September makes way for October, and suddenly the color season is upon the land. One day it is summer; a few days later autumn has arrived in all its glory. From every ridge and hillside, from every canyon and gulch and open glade, flame-colored aspens fairly shriek for attention. For a brief but glorious season color rules supreme and everything else seems dim and insignificant in comparison. Then, as swiftly as it arrived, it is all over. Group by group the aspens drop their leaves. The gleaming white trunks are fully revealed standing stiffly erect holding up bare arms to the blue October sky. Only the dark and brooding spruce groves remain unchanged.

Meadows which only a short time before were lush and green are now dry and bare. The feed is gone. Sheep and cattle must leave. Day after day dust rolls up from the trails and driveways as the outfits drift down to winter range. Soon the great bands of baaing sheep and the herds of bellowing cattle are gone. Along with their herds and flocks, human beings have deserted the mesa.

Silence, broken only by the strident shouts of jays, has settled over the mesa. Beaver’s summer work is done, and he again has time for a leisurely daily swim, though he often has to break a crust of ice from his pond to do it. He now has his ponds to himself, for the ducks are gone, together with all the other feathered summer visitors. Some deer have left for the lower juniper and pinon belt. Others prefer to remain in the high country unless driven out by snow too deep to wade. Coyotes have followed the sheep to lower ranges. Even the dignified, and usually solitary ravens have met in solemn convention, listened gravely to the croaking of elders, and forthwith departed for the warmer valleys.

A strange, expectant hush lies over the high country, as if the whole mountain world were waiting, waiting for something that must come—and soon. Then a day dawns gray and gloomy. Great black storm clouds roll out of the southwest and hang low over the mesa, dark and ominous. Before noon the snow begins to fall. At first the flakes are scattering and fall slowly, leisurely, unhurried. But gradually the tempo quickens. The huge, feathery flakes descend in ever-increasing volume, and the world is blotted out. From the crown of a silver-blue spruce a crested jay shouts gay defiance.

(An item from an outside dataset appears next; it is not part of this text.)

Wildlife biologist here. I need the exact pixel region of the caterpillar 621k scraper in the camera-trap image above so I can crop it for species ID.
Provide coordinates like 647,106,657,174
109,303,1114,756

All that day and the next and the next the storm continues. At last, on the fourth day, when the sun breaks through, it looks down on a changed and different world. The pines and spruce and firs stand bowed patiently under gleaming heaps of snow. From sky line to sky line the world is glittering white. Marmots no longer whistle from the ridges, or pine squirrels bark from conifers. No ducks quack. No birds sing. No ravens croak from the sky. For once even the irrepressible jays are hushed. A white snowshoe rabbit speeds ghost-like through the silence. Over the great, lone land the peace of lonely places has descended. King Winter reigns supreme. And once again it is bedtime in the Rockies.

Will Minor may not have been well known to the general public, but he does hold the distinction of having an arch named after him. It is in the Black Ridge Wilderness area, which is part of the McGinnis Canyons Conservation Area. This is an area Will trailed sheep through.